La mañana no espera a su insomnio y sabe que en el desayuno discutiría con ella. Una mujer pulcra, profesional y muy ordenada, sabe siempre dónde colocar el día y la noche. Le reclama su desorden, que no luzca corbata, ni tenga silla fija en uno de tantos cubículos al que estaba destinado desde las expectativas paternas. Esconde cierto desprecio inconfeso por el arte que la enamoró, no tanto por insensibilidad literaria, sino porque le recuerda que su amor reposa en las cartas que están junto a las postales de otros tiempos que nunca más volverá a vivir.

Las riñas como era costumbre, empezaban de manera tan absurda como la historia que esa mañana la desencadenó. La tetera anunciaba a gritos el agua en ebullición infernal, mientras el noticiero llenaba el vacío de la pareja con la crónica roja propia de los primeros reportes matinales. Una mujer indigente había sido quemada viva durante la noche por el aparente juego cruel de unos adolescentes, anunciaba la voz grave del reportero. Esa si es una verdadera historia, dijo Teresa sin mirar siquiera a su esposo, y sin la menor conmoción por lo brutal de las imágenes que el noticiero repetía una y otra vez para fidelizar al morbo de sus imperturbables clientes.

Él mismo casi ni se inquietó por la noticia. “Una verdadera historia” pensó, resonándole en esa frase el desdén contenido de su esposa. Buscar las razones del crimen les bastó para comenzar un toma y daca, la discusión anunciada se acaloró en medio del debate sobre el porqué de esta sociedad enferma.  Justo antes de llegar a elevar el tono de voz, la bronca se interrumpió con el portazo matinal ya conocido por los vecinos, un sonido seco que anunciaba la salida de una mujer insatisfecha.

El portazo le dejo la rabia inconclusa. Qué habría querido decir Teresa con una "verdadera” historia. Una vez despejada la nube de argumentos ya inútiles para una discusión que había terminado, sintió que las palabras de Teresa le caían como un juicio sobre su propio talento. Acaso sus historias cargadas con el esfuerzo de toda una noche no merecerían el calificativo de la verdad; cómo competir con la realidad armado tan solo con su ficción nocturna.

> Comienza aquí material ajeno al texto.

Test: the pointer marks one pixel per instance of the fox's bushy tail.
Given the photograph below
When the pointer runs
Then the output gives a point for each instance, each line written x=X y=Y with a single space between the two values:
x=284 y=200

Quisiera seguir escribiendo pero necesita la prisa de la noche, ahora que nadie le espera ya no siente la misma urgencia.  Pasa el día y no deja de pensar en  la discusión de la mañana, mientras le asalta la expectativa de algo que no termina de entender. Algo lo inquieta, pero no alcanza a saber qué y nuevamente se vuelve una prisa, la necesidad de justificar un enigma empezando por decifrarlo. Lo buscó en sus pensamientos, era una idea vaga, algo inquietante que se volvía cada vez más molesto. Sin saber qué buscar, se dejó perder,  para terminar espiando viejos cajones. Desenterró  recibos de caducada importancia, regalos de mal gusto ajenos al desgaste, fotografías de gente desconocida, unas viejas cartas de amor que apartó sin interés y junto encontró un escrito en el que de él solo reconocía su letra.

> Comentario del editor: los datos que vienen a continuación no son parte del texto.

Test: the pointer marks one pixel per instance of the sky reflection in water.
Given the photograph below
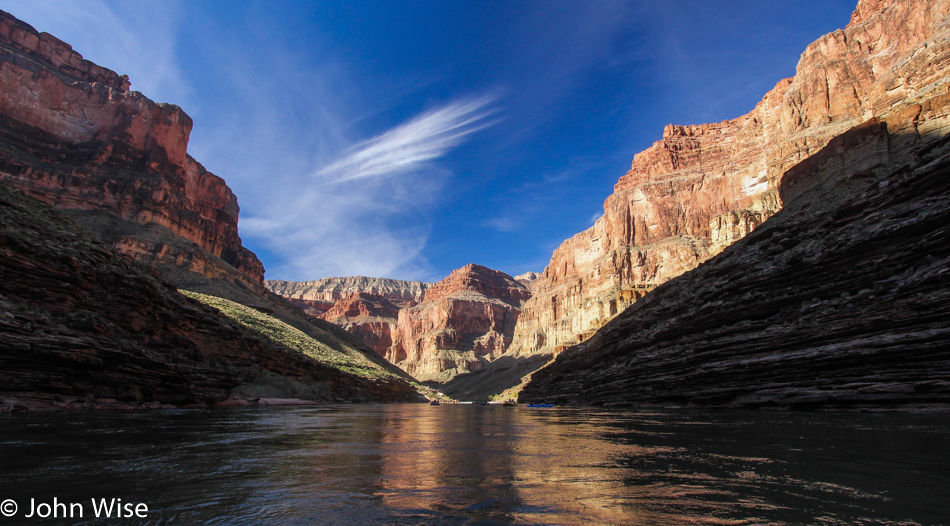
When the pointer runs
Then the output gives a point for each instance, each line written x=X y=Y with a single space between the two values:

Era un cuento con poco estilo, sin mucha técnica y demasiado largo para su propio gusto, seguro uno de esos primeros ensayos en la academia, pensó.  Lleno de tachones y correcciones,  narraba una escena policíaca llena de lugares comunes, una vecina testigo, un transeúnte cómplice, una historia de amor; todo giraba alrededor de la muerte de una mujer abrasada por el fuego. La escena era inconfundible, era imposible ignorarla, incluso podría servir de guión para la voz grave del noticiero.
Teresa volvería en poco tiempo. Sin entender por qué, como quien elimina las huellas de un crimen, quiso deshacerse de él pero no pudo. Pensó entonces en corregir el cuento. Se enfrascó en cavilaciones, buscaba otros motivos, otros escenarios, pero la historia se resistía a sus recursos literarios, a un nuevo desenlace.

Esta vez no le sirvió de consuelo el recurso a sus acostumbrados bloqueos literarios, le faltó poco para reconocerse como un escritor fracasado. Tuvo que levantar el puño. No pudo ver la causa que le faltaba, un argumento que no le pertenecía, un motivo del crimen que le era ajeno. Piensa en el destino.  La jornada termina, los vecinos llegan a sus casas. Un nuevo portazo anuncia el comienzo de una noche larga.